Tool to easily run your data science, machine learning or deep learning experiments anywhere: locally, on-prem clusters, or hybrid clouds dynamically optimized for GPUs. Based on Infrastructure as Code, but pushed to the next level. Provides cosmic level of infrastructure control bringing old good days back when you run program on the machine you develop.
Still in engineering Alpha mode. Use with caution. But let us know what you think!
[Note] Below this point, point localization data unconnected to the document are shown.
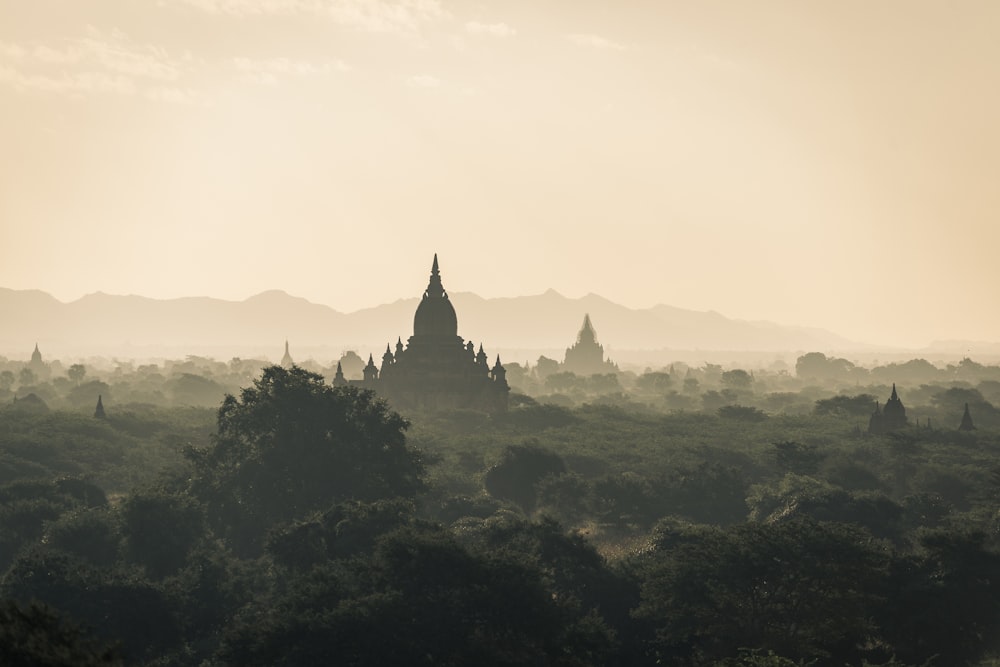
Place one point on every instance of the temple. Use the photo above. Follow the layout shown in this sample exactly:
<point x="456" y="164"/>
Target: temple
<point x="967" y="424"/>
<point x="436" y="369"/>
<point x="287" y="361"/>
<point x="586" y="357"/>
<point x="890" y="418"/>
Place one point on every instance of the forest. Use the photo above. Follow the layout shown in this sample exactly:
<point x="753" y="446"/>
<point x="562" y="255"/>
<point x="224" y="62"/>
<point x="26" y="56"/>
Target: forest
<point x="237" y="513"/>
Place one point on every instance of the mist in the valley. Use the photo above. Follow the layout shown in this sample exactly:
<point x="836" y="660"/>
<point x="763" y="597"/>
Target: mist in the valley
<point x="419" y="333"/>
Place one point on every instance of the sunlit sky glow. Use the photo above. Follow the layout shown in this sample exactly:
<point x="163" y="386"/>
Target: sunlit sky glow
<point x="832" y="164"/>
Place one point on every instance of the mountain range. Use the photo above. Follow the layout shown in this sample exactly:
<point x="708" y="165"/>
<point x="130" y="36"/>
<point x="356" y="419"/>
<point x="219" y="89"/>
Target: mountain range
<point x="140" y="327"/>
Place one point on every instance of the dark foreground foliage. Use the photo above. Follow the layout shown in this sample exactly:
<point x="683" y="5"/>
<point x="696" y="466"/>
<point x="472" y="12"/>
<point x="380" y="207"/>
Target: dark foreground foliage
<point x="309" y="530"/>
The simplest way to start with ICL is to create a local ICL cluster in a Docker container:
git clone https://github.com/intel-ai/icl.git
cd icl
./scripts/deploy/kind.sh
The cluster's endpoints are accessible only from localhost:
- http://jupyter.localtest.me
- http://dashboard.localtest.me
- http://minio.localtest.me
- http://prefect.localtest.me
In your browser, navigate to http://jupyter.localtest.me.
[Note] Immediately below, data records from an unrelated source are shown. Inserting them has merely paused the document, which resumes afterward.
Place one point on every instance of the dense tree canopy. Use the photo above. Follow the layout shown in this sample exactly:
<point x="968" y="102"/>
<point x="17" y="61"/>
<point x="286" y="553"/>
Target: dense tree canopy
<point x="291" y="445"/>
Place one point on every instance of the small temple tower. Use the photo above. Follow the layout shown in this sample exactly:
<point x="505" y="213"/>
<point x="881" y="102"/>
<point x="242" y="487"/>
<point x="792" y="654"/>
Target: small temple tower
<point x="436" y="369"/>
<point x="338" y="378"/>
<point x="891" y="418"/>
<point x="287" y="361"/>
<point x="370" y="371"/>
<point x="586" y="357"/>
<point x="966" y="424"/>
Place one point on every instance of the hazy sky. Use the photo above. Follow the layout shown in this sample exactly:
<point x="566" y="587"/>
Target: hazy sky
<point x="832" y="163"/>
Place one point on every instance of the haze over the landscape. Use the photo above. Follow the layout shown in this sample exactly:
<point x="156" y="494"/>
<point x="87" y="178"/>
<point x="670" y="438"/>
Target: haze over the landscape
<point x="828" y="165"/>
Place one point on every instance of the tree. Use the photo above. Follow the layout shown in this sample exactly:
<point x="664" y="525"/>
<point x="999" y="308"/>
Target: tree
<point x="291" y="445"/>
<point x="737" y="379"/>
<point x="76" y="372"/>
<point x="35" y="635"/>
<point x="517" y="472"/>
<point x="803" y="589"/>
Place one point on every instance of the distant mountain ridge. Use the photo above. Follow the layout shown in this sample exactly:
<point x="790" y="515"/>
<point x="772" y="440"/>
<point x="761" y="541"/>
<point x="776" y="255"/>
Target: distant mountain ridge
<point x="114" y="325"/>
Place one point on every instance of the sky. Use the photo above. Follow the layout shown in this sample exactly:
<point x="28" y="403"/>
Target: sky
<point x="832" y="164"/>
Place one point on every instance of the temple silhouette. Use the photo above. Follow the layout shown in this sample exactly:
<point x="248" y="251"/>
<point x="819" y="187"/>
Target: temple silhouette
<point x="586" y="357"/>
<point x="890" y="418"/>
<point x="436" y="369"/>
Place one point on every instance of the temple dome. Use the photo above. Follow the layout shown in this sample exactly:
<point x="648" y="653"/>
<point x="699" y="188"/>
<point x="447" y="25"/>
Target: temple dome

Install Python package infractl
package with pip
:
pip install infractl
ICL allows running a local Python program of Prefect flow in a cluster.
Create a Python file my_program.py
:
if __name__ == '__main__':
print('Hello from my_program')
Then execute the program in your cluster:
import infractl
await infractl.run(infractl.program('my_program.py'))
Create a Python file my_flow.py
with Prefect flow definition:
from prefect import flow
@flow
def my_flow():
print('Hello from my_flow')
Then execute the flow in your cluster:
import infractl
await infractl.run(infractl.program('my_flow.py'))
Note that the program and flow can be developed, tested, and executed locally. ICL allows executing the same program or flow in your local or remote ICL cluster.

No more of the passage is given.